In [1]:
import numpy as np
import pandas as pd
import torch
import torch.nn as nn
from torch.utils.data import DataLoader, TensorDataset
from sklearn.preprocessing import OneHotEncoder
from collections import defaultdict

# Read text file
file = open('sherlock.txt', 'r')
text = file.read()

# Tokenize text
tokenizer = defaultdict(lambda: len(tokenizer))  # unique index for each word
tokenized_text = [tokenizer[word] for word in text.split()]

# Set total word count
total_word_count = len(tokenizer)

# Generate input sequences for model training
input_sequences = []
for line in text.split('\n'):
    token_list = [tokenizer[word] for word in line.split() if word]
    for i in range(1, len(token_list)):
        n_grams = token_list[:i + 1]
        input_sequences.append(n_grams)

# Pad sequences

In [2]:
max_sequence_length = max(len(seq) for seq in input_sequences)
input_sequences = np.array([np.pad(seq, (max_sequence_length - len(seq), 0), 'constant') for seq in input_sequences])

# Split data into X and y
X = torch.tensor(input_sequences[:, :-1], dtype=torch.long)
y = torch.tensor(input_sequences[:, -1], dtype=torch.long)

# Define model
class TextGenerationModel(nn.Module):
    def __init__(self, vocab_size, embedding_dim, hidden_dim):
        super(TextGenerationModel, self).__init__()
        self.embedding = nn.Embedding(vocab_size, embedding_dim)
        self.lstm = nn.LSTM(embedding_dim, hidden_dim, batch_first=True)
        self.fc = nn.Linear(hidden_dim, vocab_size)

    def forward(self, x):
        x = self.embedding(x)
        out, _ = self.lstm(x)
        out = self.fc(out[:, -1, :])
        return out

In [3]:
vocab_size = total_word_count
embedding_dim = 100
hidden_dim = 100
model = TextGenerationModel(vocab_size, embedding_dim, hidden_dim)

# Set up training
criterion = nn.CrossEntropyLoss()
optimizer = torch.optim.Adam(model.parameters(), lr=0.001)
device = torch.device("cuda" if torch.cuda.is_available() else "cpu")
model.to(device)
X, y = X.to(device), y.to(device)

# Train model
epochs = 10
batch_size = 32
dataset = TensorDataset(X, y)
data_loader = DataLoader(dataset, batch_size=batch_size, shuffle=True)
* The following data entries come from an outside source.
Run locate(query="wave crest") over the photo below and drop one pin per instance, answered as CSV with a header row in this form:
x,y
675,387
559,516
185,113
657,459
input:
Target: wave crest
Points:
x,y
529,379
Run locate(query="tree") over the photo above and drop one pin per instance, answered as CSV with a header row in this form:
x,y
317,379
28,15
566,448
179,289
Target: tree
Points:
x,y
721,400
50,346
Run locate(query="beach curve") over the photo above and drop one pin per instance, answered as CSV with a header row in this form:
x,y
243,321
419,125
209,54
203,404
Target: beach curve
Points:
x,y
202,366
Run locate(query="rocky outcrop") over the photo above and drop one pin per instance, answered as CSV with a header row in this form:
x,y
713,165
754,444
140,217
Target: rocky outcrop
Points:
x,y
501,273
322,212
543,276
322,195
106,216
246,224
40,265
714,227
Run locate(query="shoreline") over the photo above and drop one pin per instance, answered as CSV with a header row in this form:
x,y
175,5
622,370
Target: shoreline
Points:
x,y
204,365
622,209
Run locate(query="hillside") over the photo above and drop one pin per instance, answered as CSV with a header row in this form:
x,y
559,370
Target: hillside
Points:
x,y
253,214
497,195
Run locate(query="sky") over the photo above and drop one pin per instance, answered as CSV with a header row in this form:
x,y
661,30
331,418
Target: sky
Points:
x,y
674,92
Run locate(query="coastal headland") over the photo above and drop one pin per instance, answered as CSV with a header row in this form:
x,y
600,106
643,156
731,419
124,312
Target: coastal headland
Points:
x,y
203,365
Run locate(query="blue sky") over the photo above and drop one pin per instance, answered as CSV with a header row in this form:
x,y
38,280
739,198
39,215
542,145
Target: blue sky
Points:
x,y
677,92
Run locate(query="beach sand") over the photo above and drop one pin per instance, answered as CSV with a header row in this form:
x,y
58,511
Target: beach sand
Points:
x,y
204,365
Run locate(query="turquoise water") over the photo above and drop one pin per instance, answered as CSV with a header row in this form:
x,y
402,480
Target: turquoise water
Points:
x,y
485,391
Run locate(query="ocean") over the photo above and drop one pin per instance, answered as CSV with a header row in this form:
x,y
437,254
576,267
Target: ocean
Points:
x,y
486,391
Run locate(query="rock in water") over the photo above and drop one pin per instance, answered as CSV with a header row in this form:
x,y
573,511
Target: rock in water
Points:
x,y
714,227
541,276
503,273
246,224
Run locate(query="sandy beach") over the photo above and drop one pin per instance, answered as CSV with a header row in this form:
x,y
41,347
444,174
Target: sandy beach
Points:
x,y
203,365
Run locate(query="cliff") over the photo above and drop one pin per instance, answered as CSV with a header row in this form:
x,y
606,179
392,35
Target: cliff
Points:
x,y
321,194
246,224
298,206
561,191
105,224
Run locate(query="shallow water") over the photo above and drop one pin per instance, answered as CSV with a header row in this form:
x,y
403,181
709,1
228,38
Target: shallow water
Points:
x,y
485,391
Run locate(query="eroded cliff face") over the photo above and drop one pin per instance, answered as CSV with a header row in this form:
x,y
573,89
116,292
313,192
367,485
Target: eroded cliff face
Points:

for epoch in range(epochs):
    for batch_X, batch_y in data_loader:
        batch_X, batch_y = batch_X.to(device), batch_y.to(device)
        
        # Forward pass
        outputs = model(batch_X)
        loss = criterion(outputs, batch_y)
        
        # Backward pass and optimization
        optimizer.zero_grad()
        loss.backward()
        optimizer.step()
    
    print(f'Epoch [{epoch+1}/{epochs}], Loss: {loss.item():.4f}')

Epoch [1/10], Loss: 6.0895
Epoch [2/10], Loss: 5.9101
Epoch [3/10], Loss: 4.9870
Epoch [4/10], Loss: 4.1733
Epoch [5/10], Loss: 4.3087
Epoch [6/10], Loss: 4.5993
Epoch [7/10], Loss: 2.9191
Epoch [8/10], Loss: 3.5271
Epoch [9/10], Loss: 2.9597
Epoch [10/10], Loss: 2.4367